Maar hoeveel wordt er nu eigenlijk gediscrimineerd? En in wiens nadeel? Daarbij kan er gekeken worden of in de gevallen waarbij er gediscrimineerd wordt, dit ook random gebeurt. Als het ware zou je een muntje kunnen opgooien en elke groep wordt dan evenveel positief als negatief gediscrimineerd. Dit kan uitgetest worden door een binomiale test. Er is één probleem: de vacatures waarin gediscrimineerd wordt is aan de lage kant (n = 46 in de ruime zin, n = 25 in de strikte zin). Voor die laatste is het statistisch niet verantwoord om dit te testen. In de ruime zin werd gemiddeld in 76% van de discriminatiegevallen (95% betrouwbaarheidsinterval: 61%-86%) de allochtoon negatief gediscrimineerd (P  = 0,005).  Er is dus overduidelijk een bias ten nadele van de allochtone kandidaat.

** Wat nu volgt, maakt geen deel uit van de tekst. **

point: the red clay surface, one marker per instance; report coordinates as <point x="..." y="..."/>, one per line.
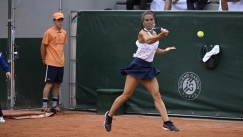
<point x="81" y="124"/>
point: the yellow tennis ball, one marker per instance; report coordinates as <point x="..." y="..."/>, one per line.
<point x="200" y="34"/>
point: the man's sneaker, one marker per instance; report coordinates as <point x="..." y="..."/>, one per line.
<point x="2" y="120"/>
<point x="107" y="122"/>
<point x="168" y="125"/>
<point x="55" y="109"/>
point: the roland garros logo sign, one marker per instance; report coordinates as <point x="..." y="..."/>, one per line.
<point x="189" y="86"/>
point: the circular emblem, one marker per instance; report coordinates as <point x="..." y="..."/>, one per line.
<point x="189" y="86"/>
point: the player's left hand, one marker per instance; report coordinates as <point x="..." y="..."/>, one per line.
<point x="170" y="48"/>
<point x="8" y="75"/>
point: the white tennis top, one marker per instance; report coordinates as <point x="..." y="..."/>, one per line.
<point x="146" y="51"/>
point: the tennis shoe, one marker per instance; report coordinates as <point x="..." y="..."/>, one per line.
<point x="168" y="125"/>
<point x="2" y="120"/>
<point x="107" y="122"/>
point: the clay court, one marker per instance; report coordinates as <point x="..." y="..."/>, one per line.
<point x="89" y="124"/>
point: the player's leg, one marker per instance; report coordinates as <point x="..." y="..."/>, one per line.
<point x="130" y="4"/>
<point x="56" y="88"/>
<point x="153" y="87"/>
<point x="1" y="115"/>
<point x="130" y="85"/>
<point x="49" y="79"/>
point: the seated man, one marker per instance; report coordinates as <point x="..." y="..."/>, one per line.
<point x="231" y="5"/>
<point x="142" y="4"/>
<point x="200" y="4"/>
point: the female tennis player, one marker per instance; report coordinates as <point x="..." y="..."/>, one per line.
<point x="141" y="70"/>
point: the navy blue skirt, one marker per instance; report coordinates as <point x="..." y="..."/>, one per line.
<point x="140" y="69"/>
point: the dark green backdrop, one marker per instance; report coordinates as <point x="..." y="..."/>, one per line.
<point x="106" y="42"/>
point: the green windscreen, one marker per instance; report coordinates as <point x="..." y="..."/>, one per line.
<point x="106" y="42"/>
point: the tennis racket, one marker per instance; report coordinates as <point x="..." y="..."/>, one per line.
<point x="156" y="26"/>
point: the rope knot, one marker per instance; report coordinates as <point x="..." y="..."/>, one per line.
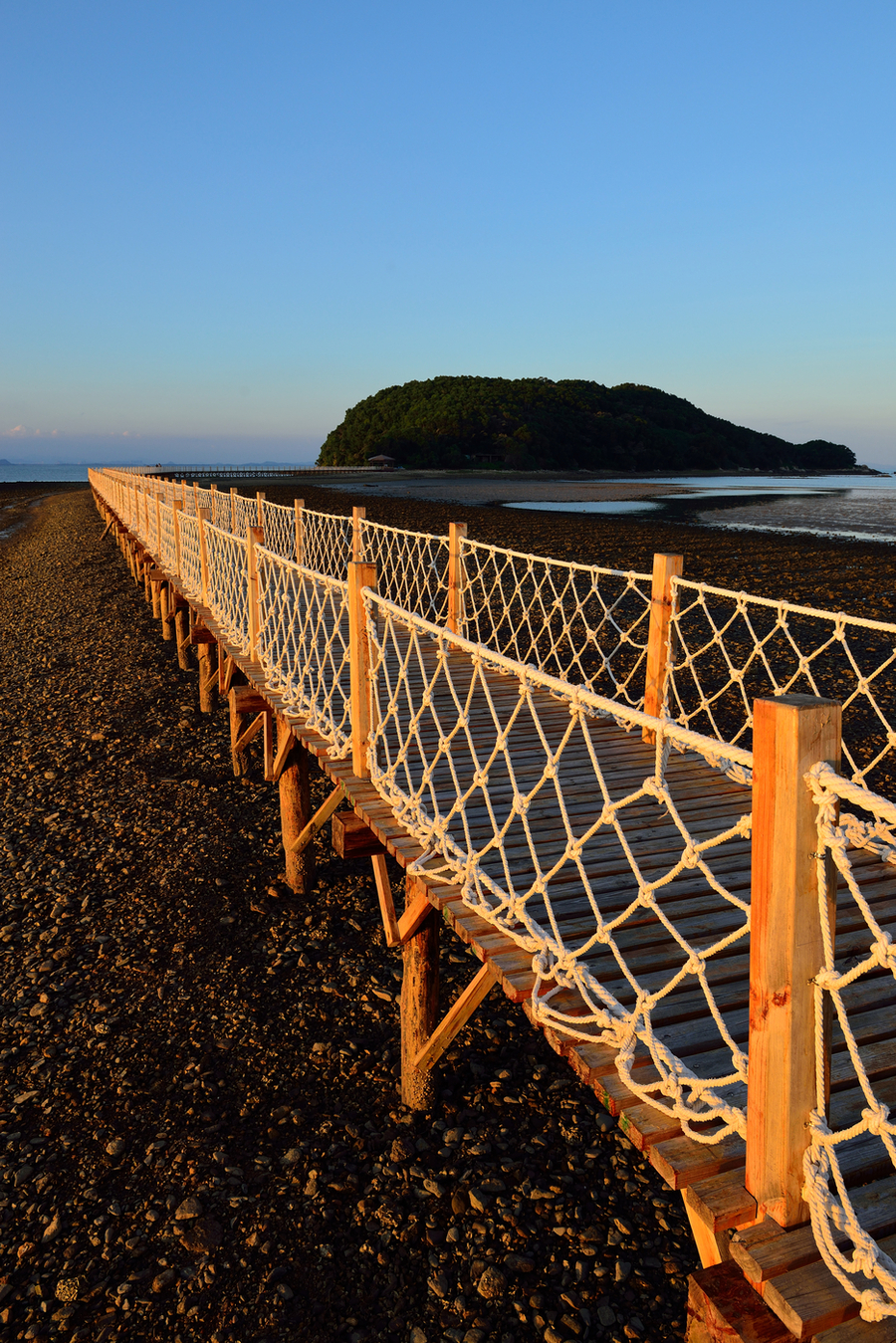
<point x="876" y="1119"/>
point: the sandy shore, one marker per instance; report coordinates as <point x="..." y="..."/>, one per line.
<point x="203" y="1139"/>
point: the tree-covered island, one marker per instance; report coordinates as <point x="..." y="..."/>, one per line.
<point x="531" y="423"/>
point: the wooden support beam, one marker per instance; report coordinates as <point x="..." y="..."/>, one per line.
<point x="250" y="732"/>
<point x="419" y="1003"/>
<point x="300" y="538"/>
<point x="358" y="576"/>
<point x="791" y="734"/>
<point x="712" y="1246"/>
<point x="457" y="1018"/>
<point x="357" y="536"/>
<point x="181" y="637"/>
<point x="207" y="676"/>
<point x="268" y="734"/>
<point x="384" y="895"/>
<point x="291" y="770"/>
<point x="415" y="913"/>
<point x="665" y="566"/>
<point x="319" y="819"/>
<point x="202" y="513"/>
<point x="457" y="535"/>
<point x="353" y="838"/>
<point x="243" y="700"/>
<point x="254" y="536"/>
<point x="724" y="1308"/>
<point x="226" y="670"/>
<point x="287" y="743"/>
<point x="166" y="611"/>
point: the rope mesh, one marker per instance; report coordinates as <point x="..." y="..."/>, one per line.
<point x="411" y="568"/>
<point x="857" y="986"/>
<point x="579" y="622"/>
<point x="327" y="542"/>
<point x="229" y="583"/>
<point x="730" y="647"/>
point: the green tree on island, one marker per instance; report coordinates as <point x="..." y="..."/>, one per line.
<point x="531" y="423"/>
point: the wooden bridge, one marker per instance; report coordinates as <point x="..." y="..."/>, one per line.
<point x="692" y="918"/>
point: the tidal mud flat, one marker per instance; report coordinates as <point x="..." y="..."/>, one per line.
<point x="203" y="1132"/>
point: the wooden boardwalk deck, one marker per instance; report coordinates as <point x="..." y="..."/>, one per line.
<point x="784" y="1265"/>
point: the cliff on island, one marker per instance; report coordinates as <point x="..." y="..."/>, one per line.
<point x="531" y="423"/>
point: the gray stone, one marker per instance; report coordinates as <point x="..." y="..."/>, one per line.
<point x="492" y="1284"/>
<point x="189" y="1208"/>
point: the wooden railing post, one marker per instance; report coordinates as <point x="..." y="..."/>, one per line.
<point x="665" y="566"/>
<point x="300" y="540"/>
<point x="457" y="535"/>
<point x="357" y="540"/>
<point x="790" y="735"/>
<point x="176" y="507"/>
<point x="203" y="551"/>
<point x="360" y="575"/>
<point x="254" y="536"/>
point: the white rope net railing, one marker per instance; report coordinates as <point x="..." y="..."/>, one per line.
<point x="280" y="530"/>
<point x="511" y="782"/>
<point x="411" y="568"/>
<point x="229" y="583"/>
<point x="581" y="623"/>
<point x="166" y="543"/>
<point x="327" y="543"/>
<point x="730" y="647"/>
<point x="191" y="565"/>
<point x="304" y="645"/>
<point x="857" y="988"/>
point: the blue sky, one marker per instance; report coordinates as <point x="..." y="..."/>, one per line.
<point x="226" y="223"/>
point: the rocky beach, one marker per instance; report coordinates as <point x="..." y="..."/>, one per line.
<point x="200" y="1118"/>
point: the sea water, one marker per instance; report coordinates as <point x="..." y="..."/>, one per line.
<point x="848" y="507"/>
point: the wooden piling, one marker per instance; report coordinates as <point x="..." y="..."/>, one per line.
<point x="181" y="635"/>
<point x="360" y="575"/>
<point x="295" y="812"/>
<point x="665" y="566"/>
<point x="166" y="611"/>
<point x="457" y="535"/>
<point x="419" y="1003"/>
<point x="791" y="734"/>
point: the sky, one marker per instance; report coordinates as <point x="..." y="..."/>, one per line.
<point x="226" y="223"/>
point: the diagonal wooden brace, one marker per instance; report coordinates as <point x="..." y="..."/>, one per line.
<point x="245" y="738"/>
<point x="387" y="904"/>
<point x="457" y="1016"/>
<point x="318" y="820"/>
<point x="281" y="759"/>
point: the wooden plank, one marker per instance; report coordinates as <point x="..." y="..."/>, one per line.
<point x="457" y="1016"/>
<point x="810" y="1300"/>
<point x="723" y="1308"/>
<point x="319" y="819"/>
<point x="766" y="1250"/>
<point x="353" y="838"/>
<point x="723" y="1201"/>
<point x="414" y="915"/>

Met een positieve noot zou ik toch willen herhalen dat van de 384 vacatures, er in slechts 35 gevallen de allochtone kandidaat negatief werd gediscrimineerd. Dit is een schamele 9,1% van de vacatures. Toch worden door die 9,1% alle werkgevers gestigmatiseerd als racisten en wordt er dankzij die 9,1% opgeroepen tot praktijktesten en mystery calls. Is dit wel proportioneel? Kan er wel geconcludeerd worden dat de zelfregulering is mislukt?

Conclusie

In conclusie kan ik stellen dat er inderdaad gediscrimineerd wordt op de Gentse arbeidsmarkt. Dat de onderzoekers dit ook concluderen, is eerder toeval. Ik heb toch een aantal serieuze tekortkomingen vastgesteld in de opstelling van de hypotheses en de statistische analyse. Er is hierbij weinig wetenschappelijke rigor aan de dag gelegd. Er is gebruikgemaakt van de dubieuze "positieve antwoordratio" die niet dezelfde resultaat gaf als de "negatieve antwoordratio". Een vergelijking van verdelingen was meer gepast.

De conclusies van Baert e.a. ruiken naar confirmation bias. De resultaten stemden overeen met de onderzoekers hun wereldbeeld en vanaf dat men discriminatie vond, heeft men niet verder geanalyseerd. De conclusies werden zo geformuleerd dat ze mooie krantentitels en munitie aan linkse partijen opleverden. Die misbruiken deze gretig voor hun politieke agenda. Dit werd overduidelijk in De Zevende Dag: er werd nog maar eens gepleit voor praktijktesten voor repressieve doeleinden. Zolang dat de resultaten van zulke praktijktesten met een rode bril bekeken worden, zijn praktijktesten niet te verantwoorden, zeker voor beleidsmatige doeleinden.

Ik wil niet alleen Baert e.a. aanpakken, dat zou niet fair zijn. Dat de gehanteerde methodiek bovendien algemeen gebruikt wordt, betekent dat iedereen in de sociale wetenschappen boter op diens hoofd heeft. Er is dus dringend noodzaak voor meer politieke diversiteit binnen de sociale wetenschappen zodat er meer kritische stemmen zulke studies kunnen doorlichten. Dit levert enkel maar voordelen op: de conclusies van de praktijktesten zijn standvastiger en rechtse partijen kunnen hierbij overtuigd worden. Krakkemikkige studies als van Baert e.a. helpen niet om het draagvlak voor praktijktesten te verhogen, integendeel.